Figure 6: A learning agent

✏️ Exercises

Concepts

Define in your own words the following terms:

  • Rationality
  • Autonomy
  • Agent
  • Environment
  • Sensor
  • Actuator
  • Percept
  • Agent function
  • Agent program

Agent types

Explain the differences between the following agent types in your own words. Describe the component(s) that is/are specific for each type.

  • Reflex agent
  • Model-based agent
  • Goal-based agent
  • Utility-based agent
  • Learning agent

Vacuum cleaner

Under which circumstances does a robotic vacuum cleaner act rational?

Describe the task environment of such an agent.

PEAS

For each of the following agents, specify the performance measure, the environment, the actuators, and the sensors.

  • Microwave oven
  • Chess program
  • Autonomous supply delivery

Performance measure

Describe a task environment in which the performance measure is easy to specify completely and correctly, and a in which it is not.

Assertions

For each of the following assertions, say whether it is true or false and support your answer with examples or counterexamples where appropriate.
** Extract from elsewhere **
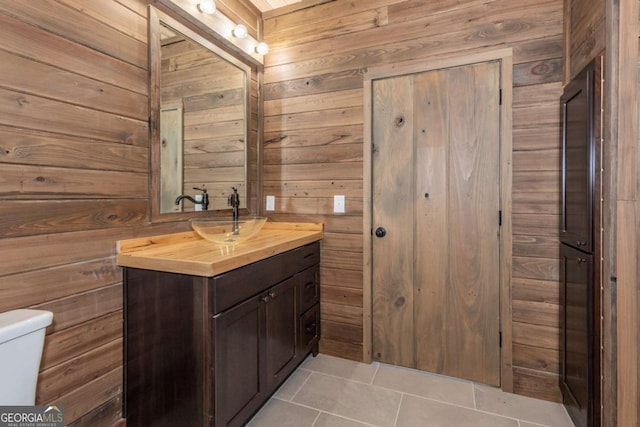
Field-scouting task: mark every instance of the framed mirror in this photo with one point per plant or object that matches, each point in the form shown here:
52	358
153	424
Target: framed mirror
199	99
  1. An agent that senses only partial information about the state cannot be perfectly rational.
  2. There exist task environments in which no pure reflex agent can behave rationally.
  3. There exists a task environment in which every agent is rational.
  4. Every agent is rational in an unobservable environment.
  5. A perfectly rational poker-playing agent never loses.

Task environment

For each of the following activities characterize the task environment it in terms of the properties discussed in the lecture notes.

  • Playing soccer
  • Exploring the subsurface oceans of Titan
  • Shopping for used AI books on the internet
  • Playing a tennis match

Task environment #2

For each of the following task environment properties, rank the example task environments from most to least according to how well the environment satisfies the property.

Lay out any assumptions you make to reach your conclusions.

  1. Fully observable: driving; document classification; tutoring a student in calculus; skin cancer diagnosis from images
  2. Continuous: driving; spoken conversation; written conversation; climate engineering by stratospheric aerosol injection
  3. Stochastic: driving; sudoku; poker; soccer
  4. Static: chat room; checkers; tax planning; tennis

Literature

Russel, Stuart, and Peter Norvig. 2022. Artificial Intelligence: A Modern Approach. Harlow: Pearson Education.
Wiener, Norbert. 1960. “Some Moral and Technical Consequences of Automation.” Science 131 (3410): 1355–58.